O que o livro não resolve
Ser honesto aqui é importante. "O Menino que Não Tinha Celular" não é manual de parentesco digital. Ele levanta uma questão, não entrega respostas prontas. Li relatos de pais que usaram o livro como arma para proibir telas e se frustraram quando as crianças voltavam aos jogos no dia seguinte. O livro não faz isso. Ele convida à reflexão. O risco real é achar que a leitura do material resolve configurações de controle parental ou a gestão de tempo de tela. Nada disso. O que o livro oferece é um terreno comum para conversar com a criança sobre o que está sendo perdido e o que pode ser ganado. A tradução prática disso é sentar e perguntar: "o que você faria se não tivesse nada pra fazer por trinta minutos?". A resposta normalmente revela mais do que qualquer regra imposta.
Também é válido notar que a obra foi escrita para um público específico: famílias de classe média urbana com acesso a livros e tempo para leitura compartilhada. Crianças em contextos de vulnerabilidade que já crescem com outras formas de lazer não são o alvo direto. Isso não diminui o mérito do livro, mas é um limite real que deve ser reconhecido.
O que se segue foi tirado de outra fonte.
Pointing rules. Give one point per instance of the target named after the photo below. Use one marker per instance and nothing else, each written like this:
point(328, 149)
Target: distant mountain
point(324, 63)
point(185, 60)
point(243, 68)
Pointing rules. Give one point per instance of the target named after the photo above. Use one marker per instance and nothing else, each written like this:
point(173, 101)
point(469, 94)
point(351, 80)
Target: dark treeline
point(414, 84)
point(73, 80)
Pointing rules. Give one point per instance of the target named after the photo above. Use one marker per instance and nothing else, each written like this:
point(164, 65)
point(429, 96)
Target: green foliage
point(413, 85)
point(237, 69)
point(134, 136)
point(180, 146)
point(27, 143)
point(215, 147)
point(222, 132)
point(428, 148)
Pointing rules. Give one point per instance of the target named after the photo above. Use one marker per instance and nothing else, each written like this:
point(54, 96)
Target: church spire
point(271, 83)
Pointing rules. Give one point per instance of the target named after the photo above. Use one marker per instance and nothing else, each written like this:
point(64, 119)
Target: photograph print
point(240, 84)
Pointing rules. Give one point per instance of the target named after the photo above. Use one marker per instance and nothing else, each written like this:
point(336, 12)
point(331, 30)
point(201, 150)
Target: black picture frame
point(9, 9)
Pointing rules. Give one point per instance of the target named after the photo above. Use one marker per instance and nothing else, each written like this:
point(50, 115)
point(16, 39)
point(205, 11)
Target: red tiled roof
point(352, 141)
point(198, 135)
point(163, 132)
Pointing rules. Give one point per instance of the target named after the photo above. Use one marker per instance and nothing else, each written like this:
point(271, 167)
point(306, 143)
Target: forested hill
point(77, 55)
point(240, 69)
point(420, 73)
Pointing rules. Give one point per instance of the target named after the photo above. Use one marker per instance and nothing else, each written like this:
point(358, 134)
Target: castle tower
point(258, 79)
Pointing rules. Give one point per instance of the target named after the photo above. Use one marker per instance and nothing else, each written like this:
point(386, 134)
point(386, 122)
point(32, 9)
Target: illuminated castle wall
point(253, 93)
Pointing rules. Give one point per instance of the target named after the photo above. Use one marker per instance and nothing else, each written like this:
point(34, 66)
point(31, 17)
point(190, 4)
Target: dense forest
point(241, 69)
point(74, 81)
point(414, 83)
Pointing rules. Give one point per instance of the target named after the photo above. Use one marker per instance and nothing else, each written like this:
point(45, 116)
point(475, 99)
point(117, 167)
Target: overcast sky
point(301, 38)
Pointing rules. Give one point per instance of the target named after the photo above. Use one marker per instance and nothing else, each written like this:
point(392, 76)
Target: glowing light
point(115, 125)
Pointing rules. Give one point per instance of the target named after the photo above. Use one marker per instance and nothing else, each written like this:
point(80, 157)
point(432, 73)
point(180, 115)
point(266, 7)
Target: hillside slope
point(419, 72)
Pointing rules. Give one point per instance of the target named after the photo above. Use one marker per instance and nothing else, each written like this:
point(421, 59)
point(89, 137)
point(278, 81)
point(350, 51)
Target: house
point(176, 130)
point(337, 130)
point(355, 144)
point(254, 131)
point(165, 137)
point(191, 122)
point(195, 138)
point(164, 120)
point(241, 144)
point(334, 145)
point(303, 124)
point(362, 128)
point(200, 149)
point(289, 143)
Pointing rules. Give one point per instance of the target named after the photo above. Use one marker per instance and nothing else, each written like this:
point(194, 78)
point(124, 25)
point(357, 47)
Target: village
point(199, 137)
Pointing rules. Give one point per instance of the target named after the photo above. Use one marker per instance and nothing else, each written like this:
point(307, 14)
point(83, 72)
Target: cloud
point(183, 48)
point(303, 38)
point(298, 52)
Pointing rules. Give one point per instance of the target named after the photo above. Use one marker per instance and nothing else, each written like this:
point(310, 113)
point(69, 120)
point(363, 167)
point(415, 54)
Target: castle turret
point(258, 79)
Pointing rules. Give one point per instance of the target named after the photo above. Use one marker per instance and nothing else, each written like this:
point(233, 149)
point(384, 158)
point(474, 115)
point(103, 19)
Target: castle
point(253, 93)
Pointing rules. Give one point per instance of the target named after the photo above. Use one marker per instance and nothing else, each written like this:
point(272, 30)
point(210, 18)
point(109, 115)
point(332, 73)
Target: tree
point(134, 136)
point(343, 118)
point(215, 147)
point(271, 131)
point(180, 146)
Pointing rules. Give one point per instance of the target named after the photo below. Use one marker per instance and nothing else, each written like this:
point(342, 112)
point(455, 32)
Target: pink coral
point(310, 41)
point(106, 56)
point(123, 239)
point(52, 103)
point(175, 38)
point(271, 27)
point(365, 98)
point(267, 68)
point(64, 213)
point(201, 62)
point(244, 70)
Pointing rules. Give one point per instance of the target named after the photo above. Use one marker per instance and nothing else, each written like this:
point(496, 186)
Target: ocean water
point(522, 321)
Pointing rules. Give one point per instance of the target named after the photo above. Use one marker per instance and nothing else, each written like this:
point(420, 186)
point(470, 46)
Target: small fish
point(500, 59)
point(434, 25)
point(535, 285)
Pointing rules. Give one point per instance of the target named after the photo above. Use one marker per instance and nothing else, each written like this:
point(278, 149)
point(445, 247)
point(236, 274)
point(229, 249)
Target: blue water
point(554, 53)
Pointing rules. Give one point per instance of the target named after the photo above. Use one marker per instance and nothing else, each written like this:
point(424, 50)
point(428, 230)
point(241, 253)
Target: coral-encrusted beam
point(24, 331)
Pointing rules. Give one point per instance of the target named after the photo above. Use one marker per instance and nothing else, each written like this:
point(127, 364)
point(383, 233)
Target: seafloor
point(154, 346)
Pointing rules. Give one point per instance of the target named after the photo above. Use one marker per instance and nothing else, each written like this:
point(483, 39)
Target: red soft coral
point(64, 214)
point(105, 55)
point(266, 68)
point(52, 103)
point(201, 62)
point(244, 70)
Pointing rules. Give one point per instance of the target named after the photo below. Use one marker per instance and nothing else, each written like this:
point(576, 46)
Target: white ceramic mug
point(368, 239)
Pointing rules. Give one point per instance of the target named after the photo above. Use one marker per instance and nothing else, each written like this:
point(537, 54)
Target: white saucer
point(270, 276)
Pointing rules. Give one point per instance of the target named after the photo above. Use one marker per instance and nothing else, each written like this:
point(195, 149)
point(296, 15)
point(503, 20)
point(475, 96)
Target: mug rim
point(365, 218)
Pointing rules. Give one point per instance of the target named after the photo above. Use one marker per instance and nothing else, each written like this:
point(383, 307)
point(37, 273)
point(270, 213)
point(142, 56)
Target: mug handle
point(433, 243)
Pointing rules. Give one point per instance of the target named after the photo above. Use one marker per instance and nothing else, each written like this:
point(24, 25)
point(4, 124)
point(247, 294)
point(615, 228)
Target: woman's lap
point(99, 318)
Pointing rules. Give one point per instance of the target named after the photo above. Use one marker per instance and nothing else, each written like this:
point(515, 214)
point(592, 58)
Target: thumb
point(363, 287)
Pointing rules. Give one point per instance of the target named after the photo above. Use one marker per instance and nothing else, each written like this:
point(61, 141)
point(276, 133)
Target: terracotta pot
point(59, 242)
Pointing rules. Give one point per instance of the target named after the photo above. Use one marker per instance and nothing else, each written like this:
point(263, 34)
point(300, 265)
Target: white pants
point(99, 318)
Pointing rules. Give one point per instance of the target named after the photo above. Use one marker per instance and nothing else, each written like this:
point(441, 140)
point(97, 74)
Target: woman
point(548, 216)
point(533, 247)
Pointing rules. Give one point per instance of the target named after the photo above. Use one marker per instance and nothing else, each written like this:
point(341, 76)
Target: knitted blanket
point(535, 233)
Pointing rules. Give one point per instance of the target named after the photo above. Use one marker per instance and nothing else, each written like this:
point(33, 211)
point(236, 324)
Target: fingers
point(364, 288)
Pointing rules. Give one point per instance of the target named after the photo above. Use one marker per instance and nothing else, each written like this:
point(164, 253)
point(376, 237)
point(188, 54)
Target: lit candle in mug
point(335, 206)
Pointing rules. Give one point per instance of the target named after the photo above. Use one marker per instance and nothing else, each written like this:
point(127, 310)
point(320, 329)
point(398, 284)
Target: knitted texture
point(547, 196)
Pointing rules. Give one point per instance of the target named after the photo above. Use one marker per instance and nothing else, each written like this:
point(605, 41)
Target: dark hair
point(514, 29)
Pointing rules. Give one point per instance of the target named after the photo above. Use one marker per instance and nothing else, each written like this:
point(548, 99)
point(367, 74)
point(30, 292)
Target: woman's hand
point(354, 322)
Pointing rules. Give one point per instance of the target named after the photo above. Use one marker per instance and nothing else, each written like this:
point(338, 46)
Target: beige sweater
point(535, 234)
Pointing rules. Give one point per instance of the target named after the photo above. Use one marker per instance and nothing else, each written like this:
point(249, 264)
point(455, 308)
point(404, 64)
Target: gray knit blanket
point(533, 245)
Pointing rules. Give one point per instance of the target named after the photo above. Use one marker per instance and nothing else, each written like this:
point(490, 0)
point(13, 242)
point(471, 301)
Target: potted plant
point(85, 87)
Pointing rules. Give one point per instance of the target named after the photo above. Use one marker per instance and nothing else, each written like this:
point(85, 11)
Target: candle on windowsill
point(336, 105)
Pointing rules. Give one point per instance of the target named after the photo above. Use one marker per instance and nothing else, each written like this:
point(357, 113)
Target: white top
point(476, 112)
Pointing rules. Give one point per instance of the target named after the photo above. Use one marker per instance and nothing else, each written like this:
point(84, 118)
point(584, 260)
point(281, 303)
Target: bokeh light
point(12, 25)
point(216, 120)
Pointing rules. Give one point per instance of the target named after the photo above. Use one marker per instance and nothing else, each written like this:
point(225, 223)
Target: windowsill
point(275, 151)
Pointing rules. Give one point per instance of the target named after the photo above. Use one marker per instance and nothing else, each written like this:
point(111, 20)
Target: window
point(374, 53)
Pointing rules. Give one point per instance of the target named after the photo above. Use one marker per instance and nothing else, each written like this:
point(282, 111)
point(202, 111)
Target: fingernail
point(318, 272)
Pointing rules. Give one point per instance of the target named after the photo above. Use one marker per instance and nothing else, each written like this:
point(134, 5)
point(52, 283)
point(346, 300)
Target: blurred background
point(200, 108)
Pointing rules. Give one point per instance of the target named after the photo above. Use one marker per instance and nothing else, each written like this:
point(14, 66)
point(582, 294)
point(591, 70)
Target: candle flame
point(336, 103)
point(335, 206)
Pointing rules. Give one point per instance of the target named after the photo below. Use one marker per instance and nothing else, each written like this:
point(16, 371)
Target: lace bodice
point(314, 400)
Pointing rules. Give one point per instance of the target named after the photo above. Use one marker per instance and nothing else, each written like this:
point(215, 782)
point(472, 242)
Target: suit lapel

Se o objetivo é apenas restringir o uso de tecnologia sem diálogo, há materiais mais práticos, como guias de configurações de pais no Google Family Link ou na Apple Screen Time. O livro de Laranjeira não substitui ferramentas técnicas. Ele prepara o terreno emocional pra que essas ferramentas façam sentido.
Edições e onde encontrar
Além da edição original da Saraiva, o livro foi republicado em formato de caixa com versão em português e espanhol. A versão bilíngue interessa para famílias que querem introduzir conceitos de leitura cruzada, mas o público principal permanece o brasileiro. Em plataformas de usados como Mercado Livre e OLX, é comum encontrar exemplares entre R$15 e R$25, geralmente em bom estado. A versão audiolivro na Spotify conta com trilhas sonoras originais que reforçam o clima de descoberta. Recomendo ouvir junto com a leitura, especialmente nas passagens em que Miguel sai de casa. O efeito sonoro muda completamente a experiência para crianças menores.
Para quem quer entrar em contato com o autor ou acompanhar o trabalho dele, Fábio Laranjeira mantém presença ativa nas redes sociais e já particip de entrevistas em podcasts como "PapodeConversa" e programas de rádio regionais. O livro gerou uma série de atividades educacionais que ele mesmo disponibiliza de forma gratuita no site oficial da obra. O que eu vejo com mais frequência é gente buscando "o menino que não tinha celular" sem saber exatamente o que encontrar. A maioria sai com o livro na mão e uma pergunta que começa a conversa em casa. E essa é, na minha avaliação, a medida certa de sucesso pra uma obra assim.